Abbas, for his part, could tell his people that he has succeeded in obtaining 98 percent of the West Bank from Israel, along with a promise to remove all settlers over the border.

The Palestinians' proposal had talked about a much smaller land swap, of about 2 percent of the West Bank.

Compared to previous Israeli-Palestinian negotiations, the Olmert proposal falls between the one then prime minister Barak presented to Yasser Arafat at Camp David in July 2000 and the one he offered at Taba in January 2001. The Palestinian proposal is similar to the ones offered during the Arafat years, which would have allowed Israel to annex only a few settlements, along with their access roads - a proposal nicknamed "balloons and strings." All these Palestinian proposals ruled out allowing Israel to retain the settlement blocs.

Since then, however, the separation fence has been built in the West Bank, and a new physical reality has been created in the areas where the fence has been completed.

Israel also presented the Palestinians with a detailed model of new security arrangements under the proposed agreement. The security proposal was drawn up by a team headed by Maj. Gen. Ido Nehoshtan, now commander of the Israel Air Force, but previously head of the army's Plans and Policy Directorate. The proposal has also been passed on to the Americans, in an effort to obtain their support for Israel's position during the negotiations.

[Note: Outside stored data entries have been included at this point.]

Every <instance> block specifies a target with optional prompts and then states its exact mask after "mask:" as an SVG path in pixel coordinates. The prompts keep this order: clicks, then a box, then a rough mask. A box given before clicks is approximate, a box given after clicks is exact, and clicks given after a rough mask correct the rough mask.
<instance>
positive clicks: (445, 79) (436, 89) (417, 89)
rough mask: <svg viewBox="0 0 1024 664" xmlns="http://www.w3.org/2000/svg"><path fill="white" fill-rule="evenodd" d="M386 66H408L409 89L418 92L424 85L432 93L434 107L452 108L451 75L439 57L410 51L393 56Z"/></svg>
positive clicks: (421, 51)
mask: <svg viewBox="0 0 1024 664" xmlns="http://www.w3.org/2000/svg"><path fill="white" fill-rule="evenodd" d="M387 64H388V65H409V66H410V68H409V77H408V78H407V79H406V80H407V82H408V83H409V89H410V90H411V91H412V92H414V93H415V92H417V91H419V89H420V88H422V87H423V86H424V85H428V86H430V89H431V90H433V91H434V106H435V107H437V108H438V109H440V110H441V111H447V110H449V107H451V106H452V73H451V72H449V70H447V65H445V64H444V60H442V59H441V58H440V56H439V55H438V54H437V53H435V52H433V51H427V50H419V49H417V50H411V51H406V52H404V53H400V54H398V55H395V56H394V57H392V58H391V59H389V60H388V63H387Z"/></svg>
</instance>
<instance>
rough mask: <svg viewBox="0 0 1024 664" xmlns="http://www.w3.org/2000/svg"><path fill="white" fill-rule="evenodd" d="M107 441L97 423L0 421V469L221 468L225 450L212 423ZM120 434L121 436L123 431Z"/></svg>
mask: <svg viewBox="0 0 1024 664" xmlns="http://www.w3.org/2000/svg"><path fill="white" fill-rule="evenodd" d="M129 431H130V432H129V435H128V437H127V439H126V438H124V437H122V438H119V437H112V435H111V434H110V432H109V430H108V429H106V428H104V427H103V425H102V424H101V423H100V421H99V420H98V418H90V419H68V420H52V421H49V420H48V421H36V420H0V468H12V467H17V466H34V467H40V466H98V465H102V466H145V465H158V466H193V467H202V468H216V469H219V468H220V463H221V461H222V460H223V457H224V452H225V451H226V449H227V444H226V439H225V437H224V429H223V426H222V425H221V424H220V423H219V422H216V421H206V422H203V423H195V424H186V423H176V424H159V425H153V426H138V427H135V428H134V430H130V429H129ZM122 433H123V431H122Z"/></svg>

The security proposal includes a demand that the Palestinian state be demilitarized and without an army. The Palestinians, in contrast, are demanding that their security forces be capable of defending against "outside threats," an Israeli official said.

On the refugee issue, Olmert's proposal rejects a Palestinian "right of return" and states that the refugees may only return to the Palestinian state, other than exceptional cases in which refugees would be allowed into Israel for family reunification. Nevertheless, the proposal includes a detailed and complex formula for solving the refugee problem.

Olmert has agreed with Abbas that the negotiations over Jerusalem will be postponed. In doing so, he gave in to the Shas Party's threats that it would leave the coalition if Jerusalem were put on the negotiating table.

Olmert views reaching an agreement with the Palestinians as extremely important. Such an agreement would entrench the two-state solution in the international community's consciousness, along with a detailed framework for achieving this solution. In Olmert's opinion, this is the only way Israel can rebuff challenges to its legitimacy and avoid calls for a "one-state solution." Such an agreement would show that Israel is not interested in controlling the territories, or the Palestinians, over the long run, but only until conditions arise that enable the establishment of a Palestinian state. This position has received strong support from the present U.S. administration.

Next week, Secretary of State Condoleezza Rice will visit the region to continue her efforts to advance the negotiations. However, Olmert opposes her proposal to publish a joint U.S.-Palestinian-Israeli announcement detailing progress in the negotiations since Annapolis. Olmert objects to publishing partial positions; he only wants to announce a complete agreement - if one can be reached.